Pertemuan Anggota BHR di Jakarta
Pada sidang pertama, semua anggota BHR diberi kesempatan untuk mengemukakan pendapat berkaitan dengan Idul Adha 1431 yang diprediksi akan terjadi perbedaan.

Pada umumnya semua anggota BHR menyampaikan bahwa posisi hilal di Indonesia sangat sulit untuk dirukyat, bahkan ada yang menyatakan mustahil untuk dirukyat, meskipun ada tiga sistem Hisab Taqribi yang menghasilkan di atas 3 derajat. Utusan Muhammadiyah akan tetap pada hasil Hisab yang sudah diumumkan yaitu Idul Adha 1431 pada hari Selasa, 16 November 2010, demikian pula utusan DDII (Dewan Da’wah Islamiyah Indonesia) menyatakan bahwa jika Ramadan dan Idul Fitri akan mengikuti keputusan Pemerintah RI, tapi untuk idul Adha akan mengikuti keputusan Pemerintah Saudi Arabia, dengan argumentasi: الحج عرفة(Al Hajju ‚Arofah) artinya: Ibadah haji itu ditentukan dengan pelaksanaan wukuf di hari Arofah. Adapun argumentasi yang disampaikan dari utusan UII, yaitu: 1) tidak ada perintah secara tegas dari nas yang memerintahkan rukyat menjelang bulan Zul Hijah, 2) dateline Zulhijjah 1431 sudah mencakup seluruh propinsi di Indonesia pada 6 November 2010, 3) ketinggian hilal di Australia Selatan sudah di atas 2 derajat, padahal berada di timur pulau Jawa, dan di Afrika Selatan posisi hilal sudah berada di natas ufuk melebihi 5 derajat yang menjadi acuan kriteria imkan rukyat secara internasional. 4) Idul adha dilaksanakan pada tanggal 10 Zul Hijjah, maka ketinggian hilal tidak harus ditentukan pada malam pertama Zul Hijjah, tapi dapat diamati pada hari kedua, ketiga dan serterusnya. Oleh karena itu, perhatikan ketinggian hilal di malam kedua yang sudah mencapai 14 derajat, apakah masih dapat dikategorikan sebagai tanggal satu atau justru sudah memasuki tanggal 02 Zul hijjah 1431.

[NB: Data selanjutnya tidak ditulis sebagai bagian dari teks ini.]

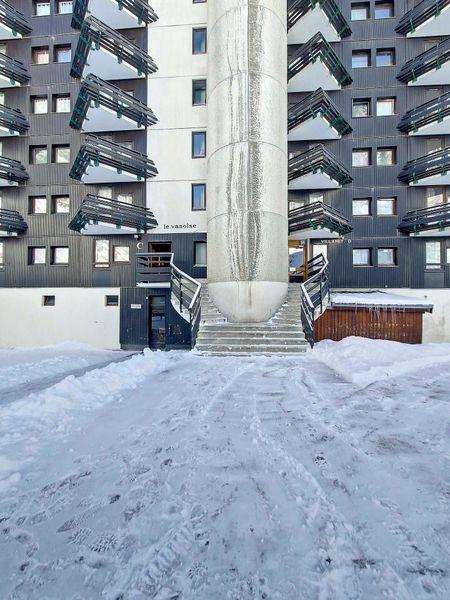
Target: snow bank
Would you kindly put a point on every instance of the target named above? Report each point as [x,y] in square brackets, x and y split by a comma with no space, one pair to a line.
[364,361]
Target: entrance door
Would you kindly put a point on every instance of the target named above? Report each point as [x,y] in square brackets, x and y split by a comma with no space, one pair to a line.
[157,322]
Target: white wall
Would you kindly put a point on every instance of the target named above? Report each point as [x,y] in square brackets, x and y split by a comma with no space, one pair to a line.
[79,315]
[170,97]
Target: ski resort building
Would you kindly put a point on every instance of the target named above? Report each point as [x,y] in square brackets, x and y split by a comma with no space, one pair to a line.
[185,171]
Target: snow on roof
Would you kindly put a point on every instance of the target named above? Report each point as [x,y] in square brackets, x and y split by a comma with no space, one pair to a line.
[378,299]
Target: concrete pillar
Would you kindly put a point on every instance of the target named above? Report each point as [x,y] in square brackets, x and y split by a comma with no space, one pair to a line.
[247,157]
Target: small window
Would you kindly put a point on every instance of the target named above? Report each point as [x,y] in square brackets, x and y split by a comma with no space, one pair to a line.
[387,257]
[360,59]
[361,207]
[362,257]
[386,207]
[200,254]
[199,92]
[199,40]
[37,205]
[48,300]
[361,107]
[360,11]
[198,196]
[385,107]
[198,144]
[385,57]
[362,157]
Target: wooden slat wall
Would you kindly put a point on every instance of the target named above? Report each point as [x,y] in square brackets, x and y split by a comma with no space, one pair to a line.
[400,326]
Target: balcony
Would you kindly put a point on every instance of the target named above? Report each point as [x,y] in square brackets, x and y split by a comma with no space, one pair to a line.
[305,16]
[12,223]
[316,169]
[317,221]
[432,169]
[118,14]
[316,118]
[428,18]
[101,106]
[101,161]
[13,24]
[12,122]
[431,118]
[12,172]
[104,51]
[433,221]
[315,64]
[103,216]
[12,72]
[432,67]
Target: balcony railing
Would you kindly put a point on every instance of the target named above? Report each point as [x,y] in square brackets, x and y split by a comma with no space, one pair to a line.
[433,166]
[317,216]
[115,162]
[434,111]
[318,160]
[12,22]
[12,172]
[126,13]
[12,72]
[429,60]
[317,104]
[119,110]
[434,218]
[98,215]
[424,12]
[12,121]
[120,59]
[11,223]
[299,8]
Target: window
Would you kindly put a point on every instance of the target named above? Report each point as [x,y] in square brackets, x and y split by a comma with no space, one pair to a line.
[60,204]
[362,157]
[59,255]
[198,144]
[61,103]
[360,11]
[384,10]
[360,59]
[121,254]
[61,154]
[36,255]
[38,155]
[433,255]
[39,105]
[37,205]
[361,207]
[199,41]
[200,254]
[386,207]
[199,92]
[387,257]
[386,157]
[385,107]
[40,56]
[101,253]
[361,107]
[62,53]
[362,257]
[198,196]
[385,57]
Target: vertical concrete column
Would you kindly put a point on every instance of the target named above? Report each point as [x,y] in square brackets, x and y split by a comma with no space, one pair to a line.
[247,157]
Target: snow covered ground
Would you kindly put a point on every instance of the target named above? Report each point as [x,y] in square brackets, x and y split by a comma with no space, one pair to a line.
[174,476]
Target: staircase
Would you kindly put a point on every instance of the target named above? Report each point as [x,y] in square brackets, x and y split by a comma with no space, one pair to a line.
[282,335]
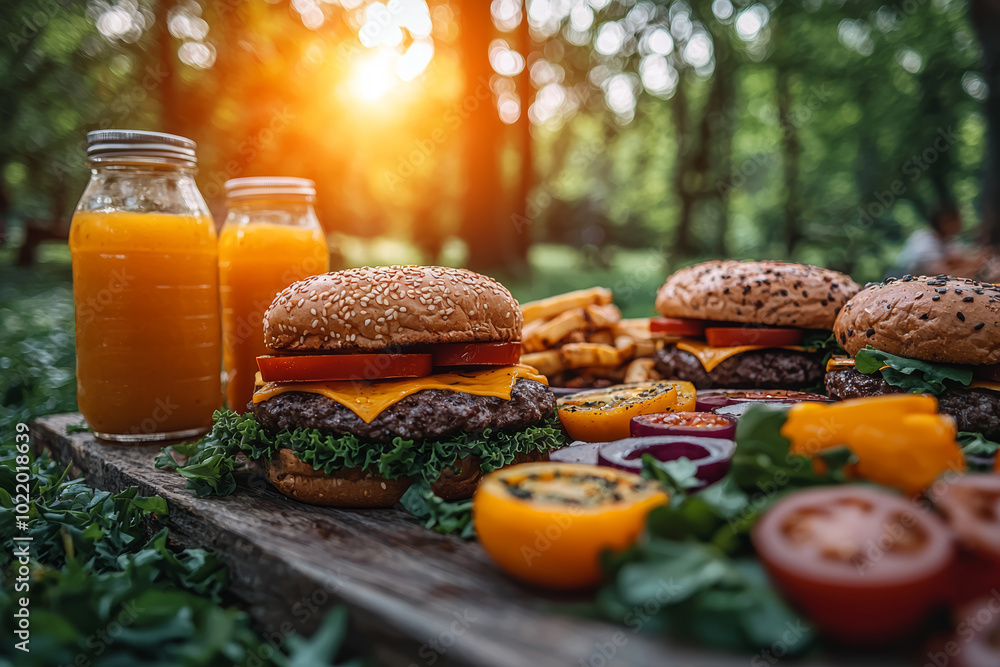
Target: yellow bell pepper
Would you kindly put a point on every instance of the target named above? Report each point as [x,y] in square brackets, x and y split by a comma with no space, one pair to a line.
[900,440]
[813,427]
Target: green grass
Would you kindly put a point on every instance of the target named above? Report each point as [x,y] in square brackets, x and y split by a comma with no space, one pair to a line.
[37,356]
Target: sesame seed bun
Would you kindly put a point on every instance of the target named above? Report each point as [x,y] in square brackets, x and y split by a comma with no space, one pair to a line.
[942,319]
[373,308]
[769,293]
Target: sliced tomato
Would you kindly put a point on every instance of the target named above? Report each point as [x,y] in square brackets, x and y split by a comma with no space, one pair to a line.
[602,415]
[865,566]
[976,642]
[733,336]
[475,354]
[971,507]
[548,523]
[677,326]
[989,373]
[334,367]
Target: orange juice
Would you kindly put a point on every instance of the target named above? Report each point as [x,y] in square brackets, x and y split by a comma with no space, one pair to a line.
[256,261]
[145,287]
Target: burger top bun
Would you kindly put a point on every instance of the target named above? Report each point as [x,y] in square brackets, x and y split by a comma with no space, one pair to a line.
[770,293]
[943,319]
[372,308]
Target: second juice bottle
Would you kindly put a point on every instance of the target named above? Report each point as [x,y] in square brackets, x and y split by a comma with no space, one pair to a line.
[270,239]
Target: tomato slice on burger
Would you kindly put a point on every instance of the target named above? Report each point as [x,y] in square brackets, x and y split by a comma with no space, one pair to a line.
[548,523]
[990,373]
[602,415]
[971,507]
[864,565]
[677,326]
[734,336]
[475,354]
[335,367]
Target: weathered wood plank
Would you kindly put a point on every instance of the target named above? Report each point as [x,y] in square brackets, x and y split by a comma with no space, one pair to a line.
[416,597]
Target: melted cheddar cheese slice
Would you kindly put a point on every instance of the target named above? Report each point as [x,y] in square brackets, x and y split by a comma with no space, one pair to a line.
[368,399]
[710,357]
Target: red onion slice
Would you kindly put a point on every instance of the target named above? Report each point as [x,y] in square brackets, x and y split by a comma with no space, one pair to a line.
[710,455]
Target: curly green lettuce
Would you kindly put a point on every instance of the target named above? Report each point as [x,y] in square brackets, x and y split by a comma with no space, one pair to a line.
[911,375]
[211,462]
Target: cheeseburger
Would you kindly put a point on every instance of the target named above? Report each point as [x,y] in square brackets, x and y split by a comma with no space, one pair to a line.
[756,325]
[382,377]
[937,336]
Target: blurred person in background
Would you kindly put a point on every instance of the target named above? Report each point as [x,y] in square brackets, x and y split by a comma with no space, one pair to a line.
[938,249]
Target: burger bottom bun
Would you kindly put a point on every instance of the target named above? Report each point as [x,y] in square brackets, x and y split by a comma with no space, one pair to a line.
[353,487]
[455,485]
[976,410]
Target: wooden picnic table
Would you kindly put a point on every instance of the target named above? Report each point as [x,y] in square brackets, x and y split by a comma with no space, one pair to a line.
[415,597]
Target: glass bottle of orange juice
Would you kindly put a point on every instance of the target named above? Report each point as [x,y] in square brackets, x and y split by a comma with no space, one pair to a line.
[146,291]
[271,238]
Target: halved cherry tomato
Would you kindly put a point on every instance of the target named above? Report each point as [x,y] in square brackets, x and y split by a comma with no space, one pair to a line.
[976,642]
[677,326]
[333,367]
[700,424]
[475,354]
[602,415]
[733,336]
[548,523]
[971,507]
[865,566]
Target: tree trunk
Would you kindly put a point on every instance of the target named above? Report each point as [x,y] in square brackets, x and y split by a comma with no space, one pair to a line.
[985,16]
[486,229]
[791,152]
[682,239]
[165,64]
[526,179]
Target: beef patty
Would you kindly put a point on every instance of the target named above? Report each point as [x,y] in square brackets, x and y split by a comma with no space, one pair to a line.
[430,413]
[759,369]
[973,409]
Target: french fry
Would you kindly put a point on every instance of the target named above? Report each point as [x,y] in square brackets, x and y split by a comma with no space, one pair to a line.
[553,331]
[646,347]
[556,305]
[547,363]
[637,327]
[602,316]
[603,336]
[625,346]
[579,355]
[528,331]
[641,370]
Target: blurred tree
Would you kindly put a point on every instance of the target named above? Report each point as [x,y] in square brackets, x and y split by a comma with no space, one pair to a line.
[986,18]
[815,130]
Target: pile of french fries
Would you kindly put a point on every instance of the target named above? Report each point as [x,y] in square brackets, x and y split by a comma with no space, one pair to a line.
[579,339]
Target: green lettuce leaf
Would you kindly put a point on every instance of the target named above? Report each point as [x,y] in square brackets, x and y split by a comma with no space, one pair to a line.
[447,518]
[212,463]
[976,444]
[911,375]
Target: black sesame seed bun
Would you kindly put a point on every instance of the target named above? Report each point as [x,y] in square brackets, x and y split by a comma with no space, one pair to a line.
[781,294]
[941,319]
[374,308]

Sidang Isbat untuk memutuskan Awal Zul Hijjah dan idul Adha 1431

Sebelum sidang isbat Awal Zul Hijah 1431 dibuka oleh Dirjen bimas Islam, para peserta diberi penjelasan tentang posisi hilal di indonesia dan Mekah Saudi Arabia, yang menjelaskan bahwa pada hari Sabtu 6 November 2010 sesaat setelah magrib tidak mungkin hilal dapat dirukyat, apalagi di Mekah yang posisi ketinggiannya lebih rendah dari pada posisi hillal di Indonesia.

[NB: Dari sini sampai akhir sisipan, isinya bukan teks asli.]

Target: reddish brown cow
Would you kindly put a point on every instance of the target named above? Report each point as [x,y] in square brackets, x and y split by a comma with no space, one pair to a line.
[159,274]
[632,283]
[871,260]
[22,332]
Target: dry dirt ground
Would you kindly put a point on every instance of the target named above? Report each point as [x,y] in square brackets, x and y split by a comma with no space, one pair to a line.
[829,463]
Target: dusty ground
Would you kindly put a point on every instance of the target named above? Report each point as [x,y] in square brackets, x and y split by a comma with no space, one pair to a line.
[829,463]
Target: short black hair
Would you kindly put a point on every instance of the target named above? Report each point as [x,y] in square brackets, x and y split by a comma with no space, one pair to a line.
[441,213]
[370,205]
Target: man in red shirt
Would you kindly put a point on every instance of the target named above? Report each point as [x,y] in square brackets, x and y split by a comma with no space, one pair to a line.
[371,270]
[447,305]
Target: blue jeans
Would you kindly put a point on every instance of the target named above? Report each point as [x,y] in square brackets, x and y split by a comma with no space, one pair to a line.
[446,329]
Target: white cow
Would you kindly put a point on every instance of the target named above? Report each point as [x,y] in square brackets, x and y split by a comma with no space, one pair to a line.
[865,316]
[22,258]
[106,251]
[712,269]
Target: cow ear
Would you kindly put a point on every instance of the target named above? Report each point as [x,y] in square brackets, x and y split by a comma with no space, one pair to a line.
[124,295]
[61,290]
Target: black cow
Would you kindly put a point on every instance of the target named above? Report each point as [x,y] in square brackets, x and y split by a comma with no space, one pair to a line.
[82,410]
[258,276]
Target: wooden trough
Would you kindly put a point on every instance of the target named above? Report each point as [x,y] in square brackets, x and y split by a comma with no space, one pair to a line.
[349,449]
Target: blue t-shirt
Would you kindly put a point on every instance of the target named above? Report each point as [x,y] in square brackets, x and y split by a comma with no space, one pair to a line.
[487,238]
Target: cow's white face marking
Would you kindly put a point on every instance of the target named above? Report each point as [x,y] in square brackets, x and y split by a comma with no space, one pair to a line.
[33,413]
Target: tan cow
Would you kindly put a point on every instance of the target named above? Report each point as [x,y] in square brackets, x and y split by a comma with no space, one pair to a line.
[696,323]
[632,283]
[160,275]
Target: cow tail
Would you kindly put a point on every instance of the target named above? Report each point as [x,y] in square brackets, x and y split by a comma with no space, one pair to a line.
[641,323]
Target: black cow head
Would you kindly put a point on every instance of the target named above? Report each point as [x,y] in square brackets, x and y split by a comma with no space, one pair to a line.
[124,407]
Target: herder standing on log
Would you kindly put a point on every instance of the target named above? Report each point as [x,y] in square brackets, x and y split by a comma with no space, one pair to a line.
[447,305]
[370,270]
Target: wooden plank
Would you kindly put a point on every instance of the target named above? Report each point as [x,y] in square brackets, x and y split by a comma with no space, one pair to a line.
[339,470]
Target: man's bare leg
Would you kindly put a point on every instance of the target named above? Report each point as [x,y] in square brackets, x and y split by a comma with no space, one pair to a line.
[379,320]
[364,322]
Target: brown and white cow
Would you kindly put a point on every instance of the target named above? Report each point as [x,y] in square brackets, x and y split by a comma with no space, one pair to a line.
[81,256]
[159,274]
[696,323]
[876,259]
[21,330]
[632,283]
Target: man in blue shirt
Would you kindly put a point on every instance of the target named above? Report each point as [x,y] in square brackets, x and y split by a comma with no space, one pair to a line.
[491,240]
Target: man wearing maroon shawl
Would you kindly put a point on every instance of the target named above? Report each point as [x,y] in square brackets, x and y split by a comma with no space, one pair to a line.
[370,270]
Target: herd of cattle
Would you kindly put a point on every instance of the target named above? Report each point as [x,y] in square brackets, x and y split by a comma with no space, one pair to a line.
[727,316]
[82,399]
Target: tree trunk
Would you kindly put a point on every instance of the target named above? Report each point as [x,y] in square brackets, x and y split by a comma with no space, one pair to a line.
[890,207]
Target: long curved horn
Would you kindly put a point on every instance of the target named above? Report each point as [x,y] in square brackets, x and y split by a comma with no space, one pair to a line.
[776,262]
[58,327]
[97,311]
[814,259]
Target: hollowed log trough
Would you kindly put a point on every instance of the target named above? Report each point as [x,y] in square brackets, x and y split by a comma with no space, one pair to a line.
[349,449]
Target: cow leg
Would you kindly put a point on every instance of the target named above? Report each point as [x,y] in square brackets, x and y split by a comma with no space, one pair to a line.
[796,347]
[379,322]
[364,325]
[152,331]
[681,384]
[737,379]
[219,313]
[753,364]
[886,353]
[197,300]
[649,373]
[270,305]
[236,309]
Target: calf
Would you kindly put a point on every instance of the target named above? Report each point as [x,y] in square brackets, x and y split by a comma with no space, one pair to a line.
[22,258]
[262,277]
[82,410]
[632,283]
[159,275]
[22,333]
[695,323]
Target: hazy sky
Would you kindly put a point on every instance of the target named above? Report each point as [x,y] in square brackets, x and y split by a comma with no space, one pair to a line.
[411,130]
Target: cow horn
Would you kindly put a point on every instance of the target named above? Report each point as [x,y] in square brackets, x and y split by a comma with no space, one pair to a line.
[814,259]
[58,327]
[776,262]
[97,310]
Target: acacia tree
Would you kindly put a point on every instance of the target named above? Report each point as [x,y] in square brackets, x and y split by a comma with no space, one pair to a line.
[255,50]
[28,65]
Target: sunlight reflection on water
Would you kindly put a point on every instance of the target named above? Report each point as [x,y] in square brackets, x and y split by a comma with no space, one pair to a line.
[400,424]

Kemudian dilanjutkan dengan laporan Petugas dari Kementerian Agama yang melaporkan dari 34 Lokasi Rukyat, yaitu: dari Papua, Papua barat, Maluku, Maluku utara, NTB, Gorontalo, Sul teng, Sultra, Sulsel, Sulbar, Bali, Kaltim, Kalsel, Barito Selatan, Jatim, Blitar, Sukoharjo, Semarang, DIY, Jabar, Boscha Bandung, Sukabumi, DKI, Batam, Banten, Lampung, Sumsel, Jambi, Bengkulu, Kepri, Riau, Sumbar, Sumut, dan Aceh semuanya tidak berhasil melihat hilal. Sebelum siding Isbat Zulhijah 1431 dibuka pak Cecep Nur Werdaya menyampaikan presentasi tentang posisi hilal di Indonesia dan Mekah Saudi Arabia yang disimpulkan bahwa hilal tidak mungkin dapat dirukyat berdasarkan criteria Danjon atau keputusan Mabims. Tanpa sedikitpun menyinggung bahwa ada perukyat dari Cakung yang berhasil melihat hilal.

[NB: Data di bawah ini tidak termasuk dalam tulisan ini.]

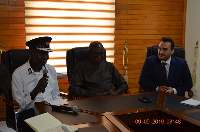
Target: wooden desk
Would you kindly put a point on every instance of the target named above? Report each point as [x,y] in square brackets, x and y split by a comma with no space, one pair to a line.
[157,117]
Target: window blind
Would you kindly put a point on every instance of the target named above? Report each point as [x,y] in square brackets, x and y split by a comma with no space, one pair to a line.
[71,23]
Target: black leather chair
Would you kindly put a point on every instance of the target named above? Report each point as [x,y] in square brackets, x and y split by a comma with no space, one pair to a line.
[74,56]
[13,59]
[178,51]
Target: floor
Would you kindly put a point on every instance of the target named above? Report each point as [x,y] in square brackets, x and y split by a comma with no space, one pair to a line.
[4,128]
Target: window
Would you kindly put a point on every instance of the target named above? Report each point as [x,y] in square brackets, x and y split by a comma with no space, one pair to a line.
[71,23]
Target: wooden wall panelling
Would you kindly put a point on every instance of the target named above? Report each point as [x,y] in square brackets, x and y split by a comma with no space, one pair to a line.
[142,23]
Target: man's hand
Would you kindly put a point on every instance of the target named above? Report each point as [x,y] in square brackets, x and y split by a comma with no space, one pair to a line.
[162,88]
[42,84]
[169,90]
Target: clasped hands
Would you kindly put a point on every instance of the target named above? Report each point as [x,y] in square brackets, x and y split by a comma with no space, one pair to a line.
[42,84]
[109,92]
[166,89]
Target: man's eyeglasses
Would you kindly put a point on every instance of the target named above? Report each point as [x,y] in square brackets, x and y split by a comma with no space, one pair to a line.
[96,54]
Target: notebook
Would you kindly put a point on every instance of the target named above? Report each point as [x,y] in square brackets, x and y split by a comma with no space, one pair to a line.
[190,102]
[48,123]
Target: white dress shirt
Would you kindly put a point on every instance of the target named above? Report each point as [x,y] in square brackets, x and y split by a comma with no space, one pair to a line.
[24,80]
[167,66]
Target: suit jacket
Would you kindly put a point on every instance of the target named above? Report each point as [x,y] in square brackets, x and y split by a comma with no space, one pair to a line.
[179,76]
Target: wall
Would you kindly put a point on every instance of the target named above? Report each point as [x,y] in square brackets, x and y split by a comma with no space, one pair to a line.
[192,35]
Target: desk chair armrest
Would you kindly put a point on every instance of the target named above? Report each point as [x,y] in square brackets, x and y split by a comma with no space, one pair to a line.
[141,89]
[12,103]
[64,95]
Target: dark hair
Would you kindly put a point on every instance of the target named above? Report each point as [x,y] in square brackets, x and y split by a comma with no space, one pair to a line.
[168,40]
[95,44]
[4,73]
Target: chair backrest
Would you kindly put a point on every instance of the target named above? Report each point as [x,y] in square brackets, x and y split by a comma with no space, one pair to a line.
[178,51]
[13,59]
[74,56]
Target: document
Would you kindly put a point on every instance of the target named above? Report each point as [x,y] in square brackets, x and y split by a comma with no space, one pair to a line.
[48,123]
[190,102]
[57,102]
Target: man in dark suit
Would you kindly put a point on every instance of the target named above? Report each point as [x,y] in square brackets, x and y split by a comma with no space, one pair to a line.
[177,78]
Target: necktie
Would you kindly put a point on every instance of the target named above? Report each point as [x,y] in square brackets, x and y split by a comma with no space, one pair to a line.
[164,74]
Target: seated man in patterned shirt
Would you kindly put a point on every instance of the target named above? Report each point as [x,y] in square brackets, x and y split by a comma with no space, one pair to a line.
[95,76]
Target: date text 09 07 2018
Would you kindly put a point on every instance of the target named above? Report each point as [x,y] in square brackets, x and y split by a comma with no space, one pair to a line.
[157,121]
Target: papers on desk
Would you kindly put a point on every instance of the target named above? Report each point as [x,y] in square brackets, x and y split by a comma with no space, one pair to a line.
[48,123]
[57,102]
[190,102]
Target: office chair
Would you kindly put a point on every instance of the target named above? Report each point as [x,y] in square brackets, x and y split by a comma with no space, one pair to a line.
[13,59]
[178,51]
[74,56]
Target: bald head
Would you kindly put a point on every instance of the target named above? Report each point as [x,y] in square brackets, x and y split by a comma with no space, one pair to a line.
[96,52]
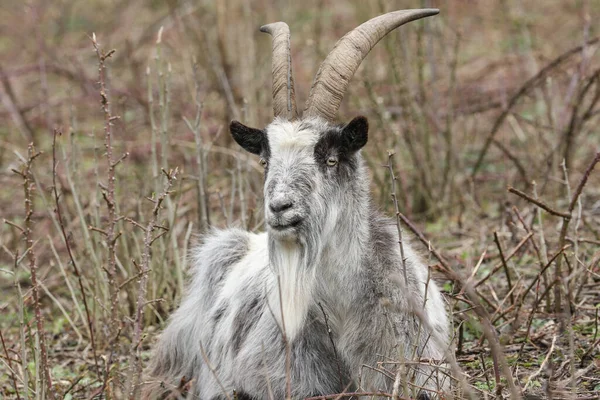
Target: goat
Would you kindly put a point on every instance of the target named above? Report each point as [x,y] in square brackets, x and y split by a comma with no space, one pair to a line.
[300,309]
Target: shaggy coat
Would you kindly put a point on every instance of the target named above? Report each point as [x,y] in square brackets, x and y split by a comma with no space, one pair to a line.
[315,302]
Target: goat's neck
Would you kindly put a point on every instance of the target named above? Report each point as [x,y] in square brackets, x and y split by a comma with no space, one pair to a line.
[331,258]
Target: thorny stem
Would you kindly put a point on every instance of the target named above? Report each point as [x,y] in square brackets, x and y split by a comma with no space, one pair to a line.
[397,210]
[109,197]
[12,370]
[69,250]
[134,356]
[28,186]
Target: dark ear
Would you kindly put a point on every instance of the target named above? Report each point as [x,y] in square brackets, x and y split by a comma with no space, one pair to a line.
[250,139]
[355,134]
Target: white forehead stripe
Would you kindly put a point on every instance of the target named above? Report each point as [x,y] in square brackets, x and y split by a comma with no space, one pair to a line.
[289,136]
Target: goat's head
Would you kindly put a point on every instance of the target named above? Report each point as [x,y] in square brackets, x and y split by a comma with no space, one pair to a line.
[311,163]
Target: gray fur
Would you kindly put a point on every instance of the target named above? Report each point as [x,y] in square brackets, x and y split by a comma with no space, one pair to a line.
[339,260]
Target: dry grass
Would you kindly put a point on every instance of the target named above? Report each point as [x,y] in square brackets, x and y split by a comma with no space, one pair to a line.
[485,96]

Selanjutnya diminta para peserta yang hadir dimintai pendapatnya tentang rencana keputusan isbat, hampir semuanya menyetujui keputusan awal Zul Hijjah 1431 jatuh pada hari Senin kecuali dari DDII, dan Muhammadiyah, kemudian dari UII meminta untuk untuk melihat visualisasi posisi hilal hari Ahad malam Senin, 7 Nopember 2010 apakah ketinggiannya dapat dikategorikan sebagai tanggal 1 atau 2 Zulhijah 1431, dan perlu diketahui bahwa informasi dari International Cresent Organisation Project (ICOP) bahwa 17 Negara akan melaksanakan idul Adha 16 Nopember 2010 sebanyak 17 Negara termasuk Saudi Arabia, Mesir, Lybia dll. Sedangkan yang melakukan idul adha pada tanggal 17 Nopember 2010 hanya 7 negara, termasuk Indonesia dan Malaysia. MUI diwakili Prof.H. Umar Syihab memberikan sambutan bahwa MUI akan mengikuti keputusan Isbat hari ini.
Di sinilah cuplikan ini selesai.